The smartphone revolution is complete, but - as ever in human history - there are new horizons to explore. Glass is one of those boundaries. VR is another. Electric vehicles are another. Isn't that, surely, something to celebrate? Let's embrace them, criticise them, refine them. But let's not dismiss them. Let's instead take Google's advice, and try it - and see.

If you're judging Glass on the same terms as other gadgets, say tablets or phones, there's no argument: even Google knows this isn't a mainstream commercial product. The big G has priced most people out of the market for precisely that reason.

And yes, Glass MK Minus-One is big and clunky with a bad battery, undeniably wedged between the future and the past in the 'uncanny valley', or what in this case might be labelled 'looking like a wally cavern'.

But think more broadly, and you'll see that Google's vision of what Glass can become is genuinely inspiring. More importantly, it is also simple.

Our phones, tablets and watches, Google says, want us to look down. Glass wants us look up. To see the information that matters, to ignore the rest, and look through it and back at the real world, our friends and the landscape. It wants to present us with useful information when we need it most, and literally disappear at all other times, and fulfil what is usually the definition of good service.

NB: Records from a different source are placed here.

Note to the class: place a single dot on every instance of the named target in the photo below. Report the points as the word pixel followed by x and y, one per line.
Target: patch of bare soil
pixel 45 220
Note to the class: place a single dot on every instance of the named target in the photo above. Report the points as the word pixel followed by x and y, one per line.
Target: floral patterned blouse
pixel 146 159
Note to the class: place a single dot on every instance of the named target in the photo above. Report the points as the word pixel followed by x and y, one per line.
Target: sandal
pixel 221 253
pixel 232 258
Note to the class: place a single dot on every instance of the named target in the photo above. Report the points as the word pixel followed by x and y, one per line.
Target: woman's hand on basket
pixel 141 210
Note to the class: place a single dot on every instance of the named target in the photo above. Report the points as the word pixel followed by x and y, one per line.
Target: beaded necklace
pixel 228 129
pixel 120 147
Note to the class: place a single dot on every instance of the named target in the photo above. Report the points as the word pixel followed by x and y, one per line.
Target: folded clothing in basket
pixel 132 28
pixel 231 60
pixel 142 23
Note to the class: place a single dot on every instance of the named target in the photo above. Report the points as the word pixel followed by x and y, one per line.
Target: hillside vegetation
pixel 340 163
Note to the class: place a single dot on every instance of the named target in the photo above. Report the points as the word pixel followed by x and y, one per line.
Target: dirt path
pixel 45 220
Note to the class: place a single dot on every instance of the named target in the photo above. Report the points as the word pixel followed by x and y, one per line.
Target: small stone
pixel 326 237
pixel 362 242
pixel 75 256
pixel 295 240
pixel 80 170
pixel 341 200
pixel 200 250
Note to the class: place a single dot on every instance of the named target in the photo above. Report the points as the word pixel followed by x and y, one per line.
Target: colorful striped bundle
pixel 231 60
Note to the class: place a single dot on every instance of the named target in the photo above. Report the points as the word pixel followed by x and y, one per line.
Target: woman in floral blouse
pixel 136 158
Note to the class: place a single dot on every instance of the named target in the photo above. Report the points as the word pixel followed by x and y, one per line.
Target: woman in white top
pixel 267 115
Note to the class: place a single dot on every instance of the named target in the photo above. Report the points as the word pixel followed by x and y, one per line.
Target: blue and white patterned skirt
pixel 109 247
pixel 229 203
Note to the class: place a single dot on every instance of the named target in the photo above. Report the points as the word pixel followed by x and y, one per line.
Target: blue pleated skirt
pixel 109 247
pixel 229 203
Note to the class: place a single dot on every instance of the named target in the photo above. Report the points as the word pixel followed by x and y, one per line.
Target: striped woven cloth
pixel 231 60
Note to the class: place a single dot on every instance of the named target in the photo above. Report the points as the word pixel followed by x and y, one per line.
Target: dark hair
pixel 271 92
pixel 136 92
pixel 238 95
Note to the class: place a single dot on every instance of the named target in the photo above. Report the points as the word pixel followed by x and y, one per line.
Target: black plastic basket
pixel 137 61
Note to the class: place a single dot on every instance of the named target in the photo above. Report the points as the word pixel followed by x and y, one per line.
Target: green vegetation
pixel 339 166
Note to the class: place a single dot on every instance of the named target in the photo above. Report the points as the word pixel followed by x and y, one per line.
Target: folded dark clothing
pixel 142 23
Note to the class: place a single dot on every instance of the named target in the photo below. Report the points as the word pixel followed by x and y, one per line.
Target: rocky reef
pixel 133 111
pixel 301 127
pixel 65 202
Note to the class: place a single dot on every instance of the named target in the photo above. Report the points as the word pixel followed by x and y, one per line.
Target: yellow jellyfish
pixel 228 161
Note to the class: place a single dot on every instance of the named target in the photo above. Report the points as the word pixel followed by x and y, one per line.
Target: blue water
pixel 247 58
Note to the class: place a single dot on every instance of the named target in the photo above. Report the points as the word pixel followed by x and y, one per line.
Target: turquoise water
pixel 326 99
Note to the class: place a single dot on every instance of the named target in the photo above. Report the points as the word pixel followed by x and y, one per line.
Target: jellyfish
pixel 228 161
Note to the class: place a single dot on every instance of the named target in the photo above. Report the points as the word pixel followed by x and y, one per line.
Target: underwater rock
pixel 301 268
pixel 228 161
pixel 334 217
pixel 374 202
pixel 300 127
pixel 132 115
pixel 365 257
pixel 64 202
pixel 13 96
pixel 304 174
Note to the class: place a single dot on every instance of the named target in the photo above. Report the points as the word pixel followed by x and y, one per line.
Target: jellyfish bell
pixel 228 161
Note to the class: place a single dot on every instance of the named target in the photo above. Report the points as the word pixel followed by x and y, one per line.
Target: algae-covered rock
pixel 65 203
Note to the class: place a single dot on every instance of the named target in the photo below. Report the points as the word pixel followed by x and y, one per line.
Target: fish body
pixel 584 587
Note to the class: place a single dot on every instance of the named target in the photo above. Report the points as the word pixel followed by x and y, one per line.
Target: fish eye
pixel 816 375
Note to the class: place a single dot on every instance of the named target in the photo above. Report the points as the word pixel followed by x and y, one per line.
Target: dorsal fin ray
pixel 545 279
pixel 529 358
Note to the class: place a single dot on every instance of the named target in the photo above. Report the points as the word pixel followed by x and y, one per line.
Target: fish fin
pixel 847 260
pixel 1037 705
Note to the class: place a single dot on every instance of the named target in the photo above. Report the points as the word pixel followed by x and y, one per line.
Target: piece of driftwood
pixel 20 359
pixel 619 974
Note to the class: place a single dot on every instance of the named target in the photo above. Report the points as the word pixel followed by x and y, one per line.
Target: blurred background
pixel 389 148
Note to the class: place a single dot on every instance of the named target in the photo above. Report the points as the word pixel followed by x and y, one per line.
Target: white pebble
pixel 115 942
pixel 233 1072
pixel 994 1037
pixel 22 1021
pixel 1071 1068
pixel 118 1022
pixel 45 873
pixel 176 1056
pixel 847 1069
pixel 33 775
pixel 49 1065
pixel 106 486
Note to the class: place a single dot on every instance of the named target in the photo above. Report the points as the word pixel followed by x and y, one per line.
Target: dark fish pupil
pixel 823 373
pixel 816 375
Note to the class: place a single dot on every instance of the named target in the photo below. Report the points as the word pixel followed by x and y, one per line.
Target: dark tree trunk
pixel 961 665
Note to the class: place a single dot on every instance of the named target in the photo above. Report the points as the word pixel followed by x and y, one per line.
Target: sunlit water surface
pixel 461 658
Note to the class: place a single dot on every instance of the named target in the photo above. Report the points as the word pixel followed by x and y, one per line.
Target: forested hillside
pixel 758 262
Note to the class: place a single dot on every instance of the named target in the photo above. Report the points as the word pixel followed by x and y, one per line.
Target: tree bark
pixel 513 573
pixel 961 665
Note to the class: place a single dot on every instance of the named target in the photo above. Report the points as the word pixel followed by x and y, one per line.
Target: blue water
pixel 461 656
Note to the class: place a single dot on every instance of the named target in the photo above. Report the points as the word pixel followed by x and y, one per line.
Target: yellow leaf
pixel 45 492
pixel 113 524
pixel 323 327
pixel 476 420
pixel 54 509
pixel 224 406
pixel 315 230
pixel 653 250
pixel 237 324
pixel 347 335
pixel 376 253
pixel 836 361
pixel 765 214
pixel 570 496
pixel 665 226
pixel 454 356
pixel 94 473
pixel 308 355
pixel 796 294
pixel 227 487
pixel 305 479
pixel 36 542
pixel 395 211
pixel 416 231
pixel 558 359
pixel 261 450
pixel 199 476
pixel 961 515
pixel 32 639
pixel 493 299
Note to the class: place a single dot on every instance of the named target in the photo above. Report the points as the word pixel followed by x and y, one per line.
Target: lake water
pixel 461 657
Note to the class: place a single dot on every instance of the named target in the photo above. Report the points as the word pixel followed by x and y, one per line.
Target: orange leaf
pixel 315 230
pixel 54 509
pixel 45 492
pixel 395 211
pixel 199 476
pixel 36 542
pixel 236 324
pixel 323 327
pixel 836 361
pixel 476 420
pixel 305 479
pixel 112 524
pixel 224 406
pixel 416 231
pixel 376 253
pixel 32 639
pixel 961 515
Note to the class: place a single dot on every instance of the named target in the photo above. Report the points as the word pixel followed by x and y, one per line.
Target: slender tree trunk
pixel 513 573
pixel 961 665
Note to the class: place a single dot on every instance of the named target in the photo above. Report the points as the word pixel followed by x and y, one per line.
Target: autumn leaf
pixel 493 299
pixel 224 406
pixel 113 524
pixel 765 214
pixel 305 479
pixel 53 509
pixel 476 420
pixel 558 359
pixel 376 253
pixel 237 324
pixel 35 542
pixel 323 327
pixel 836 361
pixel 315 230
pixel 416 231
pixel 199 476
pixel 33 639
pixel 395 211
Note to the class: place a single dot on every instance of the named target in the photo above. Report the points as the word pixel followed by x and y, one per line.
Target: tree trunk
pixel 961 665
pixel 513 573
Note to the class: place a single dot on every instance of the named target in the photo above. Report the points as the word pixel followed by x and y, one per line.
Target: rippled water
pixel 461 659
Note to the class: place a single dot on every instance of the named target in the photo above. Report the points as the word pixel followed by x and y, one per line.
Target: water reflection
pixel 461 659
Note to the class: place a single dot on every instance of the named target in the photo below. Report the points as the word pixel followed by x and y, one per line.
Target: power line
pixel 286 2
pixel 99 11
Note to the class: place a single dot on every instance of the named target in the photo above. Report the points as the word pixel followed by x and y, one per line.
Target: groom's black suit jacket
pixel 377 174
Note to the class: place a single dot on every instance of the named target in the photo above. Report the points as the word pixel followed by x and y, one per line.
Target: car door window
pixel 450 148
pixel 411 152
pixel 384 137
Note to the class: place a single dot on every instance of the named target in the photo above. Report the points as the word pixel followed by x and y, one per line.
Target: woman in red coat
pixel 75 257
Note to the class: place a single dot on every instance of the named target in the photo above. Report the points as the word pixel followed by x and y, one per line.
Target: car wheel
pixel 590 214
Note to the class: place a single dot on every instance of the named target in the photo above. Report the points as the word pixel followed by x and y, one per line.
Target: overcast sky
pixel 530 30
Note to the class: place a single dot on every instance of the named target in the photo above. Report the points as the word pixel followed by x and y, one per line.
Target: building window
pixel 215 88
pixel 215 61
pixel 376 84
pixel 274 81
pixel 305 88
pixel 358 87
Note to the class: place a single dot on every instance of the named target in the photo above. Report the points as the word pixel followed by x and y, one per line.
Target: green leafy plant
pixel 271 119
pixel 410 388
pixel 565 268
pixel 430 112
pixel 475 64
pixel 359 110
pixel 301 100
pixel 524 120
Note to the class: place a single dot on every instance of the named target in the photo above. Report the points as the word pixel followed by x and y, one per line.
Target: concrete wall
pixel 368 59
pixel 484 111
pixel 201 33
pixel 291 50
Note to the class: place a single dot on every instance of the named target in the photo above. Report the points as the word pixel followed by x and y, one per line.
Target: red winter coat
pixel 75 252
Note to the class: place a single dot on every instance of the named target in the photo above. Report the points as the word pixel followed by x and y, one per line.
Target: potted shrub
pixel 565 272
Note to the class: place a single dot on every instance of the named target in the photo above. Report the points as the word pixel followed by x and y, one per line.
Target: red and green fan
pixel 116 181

'Glass is intrusive'. Is it? Is seeing a call, email or text incoming, and dismissing it with a gesture, not better, innately, (if it works) than feeling a buzzing in your pocket, retrieving your phone and pressing manically at it to make it stop? Or - worse - leaving it on a table 'just in case' it rings?

'Glass is anti-privacy'. Again, is it? No, it's not recording all the time. No, it's explicitly not using facial recognition. It is just - like all cameras - a tool, to be used with consent, sparingly, to tell stories. And arguably different and more compelling stories than is possible with a phone in your pocket.

That's the vision of Glass. It is not there yet. What stands in its way is partly technological. But really, the bigger obstacle is the process of social negotiation, experiment and learning which over time will settle on a definition of how this tech - which in some form is surely inevitable - can and will be used.

And that's precisely the point of the Explorer programme.

Google is a company built out of algorithms, generated by human minds and processed and learned and honed by machines. The difference in the case of Glass, is that the algorithm that needs to be refined is not maths - it's us. Google needs to learn what form this product should take. How it will be used and accepted, and where the borders can be pushed. Google Glass is a great idea. The Explorer programme will help realise it in the real world.

The smartphone revolution is complete, but - as ever in human history - there are new horizons to explore. Glass is one of those boundaries. VR is another. Electric vehicles are another. Isn't that, surely, something to celebrate? Let's embrace them, criticise them, refine them. But let's not dismiss them. Let's instead take Google's advice, and try it - and see.